> That was the first thing I tried -- didn't I mention that in
> my original email on this? But setting MKSHELL in an
> included file works for only that file and then we are back
> to sh.
>
> Try this and watch it fail:
>
> echo MKSHELL=rc > mkshell
> echo '
> <mkshell
> all:
> for (i in a b)
> echo $i
> ' > mkfile
> mk
That's not what I meant. I meant that if you have
complicated things like loops then you can put those
recipes all in one file (that also contains MKSHELL=rc)
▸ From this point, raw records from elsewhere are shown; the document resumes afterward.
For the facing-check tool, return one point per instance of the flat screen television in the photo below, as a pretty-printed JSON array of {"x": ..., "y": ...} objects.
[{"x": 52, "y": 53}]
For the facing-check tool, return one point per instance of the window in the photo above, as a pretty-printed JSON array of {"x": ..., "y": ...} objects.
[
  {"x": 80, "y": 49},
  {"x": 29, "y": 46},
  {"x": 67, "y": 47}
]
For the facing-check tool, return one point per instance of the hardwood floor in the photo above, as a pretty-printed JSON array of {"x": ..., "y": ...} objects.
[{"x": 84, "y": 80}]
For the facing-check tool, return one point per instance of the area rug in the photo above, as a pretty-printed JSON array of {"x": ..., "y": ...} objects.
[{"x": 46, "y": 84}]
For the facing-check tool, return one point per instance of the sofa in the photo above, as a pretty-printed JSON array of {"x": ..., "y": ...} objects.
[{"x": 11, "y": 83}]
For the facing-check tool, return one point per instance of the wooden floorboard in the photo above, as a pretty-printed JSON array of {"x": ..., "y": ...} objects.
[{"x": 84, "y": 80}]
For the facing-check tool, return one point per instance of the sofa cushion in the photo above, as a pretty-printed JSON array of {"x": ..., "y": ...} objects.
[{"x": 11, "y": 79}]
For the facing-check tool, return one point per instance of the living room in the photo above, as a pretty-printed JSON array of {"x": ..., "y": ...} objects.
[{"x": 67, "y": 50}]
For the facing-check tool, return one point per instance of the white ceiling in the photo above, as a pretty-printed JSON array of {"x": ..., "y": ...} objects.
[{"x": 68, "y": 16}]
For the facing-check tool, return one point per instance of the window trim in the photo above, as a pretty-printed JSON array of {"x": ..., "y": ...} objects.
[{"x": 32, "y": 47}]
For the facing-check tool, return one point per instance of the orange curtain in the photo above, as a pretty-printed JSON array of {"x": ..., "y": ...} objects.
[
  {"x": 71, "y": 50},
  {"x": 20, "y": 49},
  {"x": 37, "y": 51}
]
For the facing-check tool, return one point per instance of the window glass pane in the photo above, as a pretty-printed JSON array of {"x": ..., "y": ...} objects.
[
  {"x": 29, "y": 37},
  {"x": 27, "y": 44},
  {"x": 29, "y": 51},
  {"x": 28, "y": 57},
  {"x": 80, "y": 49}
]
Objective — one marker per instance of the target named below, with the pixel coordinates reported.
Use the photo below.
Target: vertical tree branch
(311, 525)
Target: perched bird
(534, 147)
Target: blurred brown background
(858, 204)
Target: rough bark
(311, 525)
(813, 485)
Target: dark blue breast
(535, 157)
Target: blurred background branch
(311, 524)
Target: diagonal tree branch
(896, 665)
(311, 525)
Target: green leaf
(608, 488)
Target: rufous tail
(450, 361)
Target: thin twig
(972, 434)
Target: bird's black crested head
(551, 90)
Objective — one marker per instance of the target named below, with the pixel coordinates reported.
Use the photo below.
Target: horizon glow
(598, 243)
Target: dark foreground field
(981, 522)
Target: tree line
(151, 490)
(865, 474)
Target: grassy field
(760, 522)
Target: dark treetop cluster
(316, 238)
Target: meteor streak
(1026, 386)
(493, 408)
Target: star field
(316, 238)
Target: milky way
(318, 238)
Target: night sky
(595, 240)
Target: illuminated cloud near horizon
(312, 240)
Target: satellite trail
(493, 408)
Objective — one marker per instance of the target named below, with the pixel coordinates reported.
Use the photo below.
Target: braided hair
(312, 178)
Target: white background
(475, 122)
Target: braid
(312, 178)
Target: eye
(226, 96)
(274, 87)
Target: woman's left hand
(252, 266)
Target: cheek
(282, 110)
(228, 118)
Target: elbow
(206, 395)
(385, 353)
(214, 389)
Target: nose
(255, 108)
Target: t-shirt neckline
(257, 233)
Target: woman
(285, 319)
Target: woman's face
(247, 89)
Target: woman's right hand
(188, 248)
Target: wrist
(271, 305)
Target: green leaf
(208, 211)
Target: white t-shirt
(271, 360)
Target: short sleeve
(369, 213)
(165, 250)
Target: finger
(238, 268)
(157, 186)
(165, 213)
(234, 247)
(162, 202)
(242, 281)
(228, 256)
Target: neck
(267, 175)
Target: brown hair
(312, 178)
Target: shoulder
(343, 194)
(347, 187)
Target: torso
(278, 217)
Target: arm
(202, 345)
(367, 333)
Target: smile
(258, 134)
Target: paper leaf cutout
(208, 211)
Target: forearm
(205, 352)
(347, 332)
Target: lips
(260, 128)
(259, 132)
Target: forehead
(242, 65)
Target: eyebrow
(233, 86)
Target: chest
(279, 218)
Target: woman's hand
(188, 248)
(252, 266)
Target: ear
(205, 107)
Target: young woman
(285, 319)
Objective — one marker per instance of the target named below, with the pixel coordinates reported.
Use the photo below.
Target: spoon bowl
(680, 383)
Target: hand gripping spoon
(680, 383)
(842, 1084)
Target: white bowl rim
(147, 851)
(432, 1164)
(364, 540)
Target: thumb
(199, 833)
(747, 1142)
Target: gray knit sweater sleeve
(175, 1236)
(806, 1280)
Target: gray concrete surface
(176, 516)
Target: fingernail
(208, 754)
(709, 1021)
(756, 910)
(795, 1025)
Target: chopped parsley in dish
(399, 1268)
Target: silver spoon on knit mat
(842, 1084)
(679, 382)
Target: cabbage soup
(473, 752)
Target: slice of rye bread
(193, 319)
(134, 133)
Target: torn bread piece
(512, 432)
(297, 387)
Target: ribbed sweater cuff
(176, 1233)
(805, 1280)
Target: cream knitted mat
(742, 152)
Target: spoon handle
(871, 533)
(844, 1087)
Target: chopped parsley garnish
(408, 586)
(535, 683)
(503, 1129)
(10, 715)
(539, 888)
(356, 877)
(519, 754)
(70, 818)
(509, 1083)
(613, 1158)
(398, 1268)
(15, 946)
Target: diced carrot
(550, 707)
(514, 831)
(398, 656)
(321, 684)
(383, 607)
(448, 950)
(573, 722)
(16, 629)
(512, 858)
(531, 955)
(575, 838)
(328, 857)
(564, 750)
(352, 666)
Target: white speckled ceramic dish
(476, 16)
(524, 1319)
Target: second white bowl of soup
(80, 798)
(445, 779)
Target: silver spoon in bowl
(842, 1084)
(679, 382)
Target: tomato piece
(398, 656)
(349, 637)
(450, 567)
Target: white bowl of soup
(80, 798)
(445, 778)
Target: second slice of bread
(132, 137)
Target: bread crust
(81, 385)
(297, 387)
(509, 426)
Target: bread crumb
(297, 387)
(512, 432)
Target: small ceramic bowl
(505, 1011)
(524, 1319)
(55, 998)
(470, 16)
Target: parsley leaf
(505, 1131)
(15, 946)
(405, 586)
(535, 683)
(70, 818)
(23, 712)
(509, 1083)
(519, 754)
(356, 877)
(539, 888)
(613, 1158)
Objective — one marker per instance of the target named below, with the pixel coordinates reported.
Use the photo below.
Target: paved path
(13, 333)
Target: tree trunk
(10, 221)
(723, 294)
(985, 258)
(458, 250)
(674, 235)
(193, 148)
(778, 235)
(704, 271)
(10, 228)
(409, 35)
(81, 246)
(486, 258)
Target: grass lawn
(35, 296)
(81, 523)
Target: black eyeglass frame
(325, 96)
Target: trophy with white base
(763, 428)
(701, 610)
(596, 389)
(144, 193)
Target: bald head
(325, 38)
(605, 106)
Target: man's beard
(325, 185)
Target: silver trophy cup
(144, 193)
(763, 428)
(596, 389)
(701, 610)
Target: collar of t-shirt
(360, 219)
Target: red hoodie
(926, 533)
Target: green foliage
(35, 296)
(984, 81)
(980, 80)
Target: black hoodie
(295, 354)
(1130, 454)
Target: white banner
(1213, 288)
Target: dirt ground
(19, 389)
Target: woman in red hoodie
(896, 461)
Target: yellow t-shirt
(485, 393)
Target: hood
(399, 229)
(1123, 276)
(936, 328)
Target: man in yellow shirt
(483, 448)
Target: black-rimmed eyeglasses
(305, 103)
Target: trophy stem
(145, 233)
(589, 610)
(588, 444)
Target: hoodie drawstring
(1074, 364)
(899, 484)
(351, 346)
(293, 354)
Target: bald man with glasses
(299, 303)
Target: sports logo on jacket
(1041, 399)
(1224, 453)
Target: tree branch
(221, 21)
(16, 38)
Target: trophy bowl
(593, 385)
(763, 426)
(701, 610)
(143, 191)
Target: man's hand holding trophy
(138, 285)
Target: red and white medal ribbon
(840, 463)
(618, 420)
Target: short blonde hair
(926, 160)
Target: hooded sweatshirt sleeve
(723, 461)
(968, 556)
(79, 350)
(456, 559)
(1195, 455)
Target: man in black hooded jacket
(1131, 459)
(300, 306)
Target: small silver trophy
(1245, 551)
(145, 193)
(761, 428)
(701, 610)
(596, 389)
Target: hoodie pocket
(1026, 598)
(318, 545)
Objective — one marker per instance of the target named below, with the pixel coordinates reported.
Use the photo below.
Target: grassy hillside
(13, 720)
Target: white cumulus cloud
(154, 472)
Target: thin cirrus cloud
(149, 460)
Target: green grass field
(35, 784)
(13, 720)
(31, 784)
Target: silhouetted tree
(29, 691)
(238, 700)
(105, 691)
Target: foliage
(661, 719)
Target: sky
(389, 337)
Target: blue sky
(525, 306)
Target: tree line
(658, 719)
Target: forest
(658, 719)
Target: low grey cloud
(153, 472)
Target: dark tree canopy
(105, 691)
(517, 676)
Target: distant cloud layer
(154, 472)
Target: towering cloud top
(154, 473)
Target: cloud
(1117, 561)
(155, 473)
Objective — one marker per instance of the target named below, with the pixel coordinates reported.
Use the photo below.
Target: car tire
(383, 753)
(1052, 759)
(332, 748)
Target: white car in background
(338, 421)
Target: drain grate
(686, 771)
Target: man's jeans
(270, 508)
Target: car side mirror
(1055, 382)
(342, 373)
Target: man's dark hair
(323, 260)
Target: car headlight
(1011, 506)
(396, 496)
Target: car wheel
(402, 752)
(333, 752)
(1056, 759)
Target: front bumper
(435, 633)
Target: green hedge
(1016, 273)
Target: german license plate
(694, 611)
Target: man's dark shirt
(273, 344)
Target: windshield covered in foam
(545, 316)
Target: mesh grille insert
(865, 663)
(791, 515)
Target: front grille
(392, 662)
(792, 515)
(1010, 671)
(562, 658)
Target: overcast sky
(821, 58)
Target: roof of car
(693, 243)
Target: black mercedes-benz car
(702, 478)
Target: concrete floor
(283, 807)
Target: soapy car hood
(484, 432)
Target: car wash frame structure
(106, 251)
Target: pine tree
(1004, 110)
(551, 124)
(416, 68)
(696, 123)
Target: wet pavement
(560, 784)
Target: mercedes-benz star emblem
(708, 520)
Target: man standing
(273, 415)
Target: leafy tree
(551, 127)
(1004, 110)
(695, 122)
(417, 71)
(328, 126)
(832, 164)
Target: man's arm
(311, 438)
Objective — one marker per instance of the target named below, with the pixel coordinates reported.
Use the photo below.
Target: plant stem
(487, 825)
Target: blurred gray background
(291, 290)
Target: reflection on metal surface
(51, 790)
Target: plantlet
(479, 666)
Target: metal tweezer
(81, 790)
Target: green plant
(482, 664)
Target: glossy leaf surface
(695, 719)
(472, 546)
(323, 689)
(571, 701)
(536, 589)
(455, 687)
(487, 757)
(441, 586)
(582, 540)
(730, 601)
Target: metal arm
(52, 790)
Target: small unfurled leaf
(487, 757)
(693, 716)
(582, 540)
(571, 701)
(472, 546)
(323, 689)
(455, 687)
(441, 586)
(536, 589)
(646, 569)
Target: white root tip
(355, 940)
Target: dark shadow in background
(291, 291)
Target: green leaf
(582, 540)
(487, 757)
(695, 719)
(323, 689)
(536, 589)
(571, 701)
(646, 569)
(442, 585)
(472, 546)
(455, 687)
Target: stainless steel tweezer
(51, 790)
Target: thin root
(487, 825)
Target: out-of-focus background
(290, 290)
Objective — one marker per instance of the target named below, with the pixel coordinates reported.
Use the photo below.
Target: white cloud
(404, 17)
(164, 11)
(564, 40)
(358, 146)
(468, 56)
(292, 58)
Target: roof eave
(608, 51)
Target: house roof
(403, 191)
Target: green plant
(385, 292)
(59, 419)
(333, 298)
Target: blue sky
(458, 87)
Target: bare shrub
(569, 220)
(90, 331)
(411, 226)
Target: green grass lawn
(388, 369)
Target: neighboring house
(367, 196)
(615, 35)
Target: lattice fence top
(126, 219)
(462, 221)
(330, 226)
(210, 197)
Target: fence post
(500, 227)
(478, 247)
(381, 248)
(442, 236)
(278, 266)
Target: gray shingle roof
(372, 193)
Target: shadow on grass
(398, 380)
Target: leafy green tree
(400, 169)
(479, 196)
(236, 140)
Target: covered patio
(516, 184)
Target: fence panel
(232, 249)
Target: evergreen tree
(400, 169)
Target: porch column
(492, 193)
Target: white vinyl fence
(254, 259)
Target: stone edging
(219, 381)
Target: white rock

and just include it. Essentially all the Plan 9 mkfiles
set HFILES, OFILES, TARG, and then include mkone,
mkmany, and mksyslib. Only those would possibly
need to declare a MKSHELL.
As another example, p9p goes farther than Plan 9 in this
respect and has a $PLAN9/src/mkdirs that contains
the typical loop over directories and defines not just
"all" but "clean" and "nuke" and the rest. Clients just
define a variable and then include mkdirs:
<$PLAN9/src/mkhdr
LIBS=common
PROGS=smtp alias fs ned q send marshal vf
# libs must be made first
DIRS=$LIBS $PROGS
<$PLAN9/src/mkdirs
If you were going to use rc syntax in mkdirs, then it would
be the only file that needs to say MKSHELL=rc.
Russ
P. S. I realize it's suboptimal to have to set MKSHELL in each mkfile
that uses rc-specific features, but it's the only way that scales.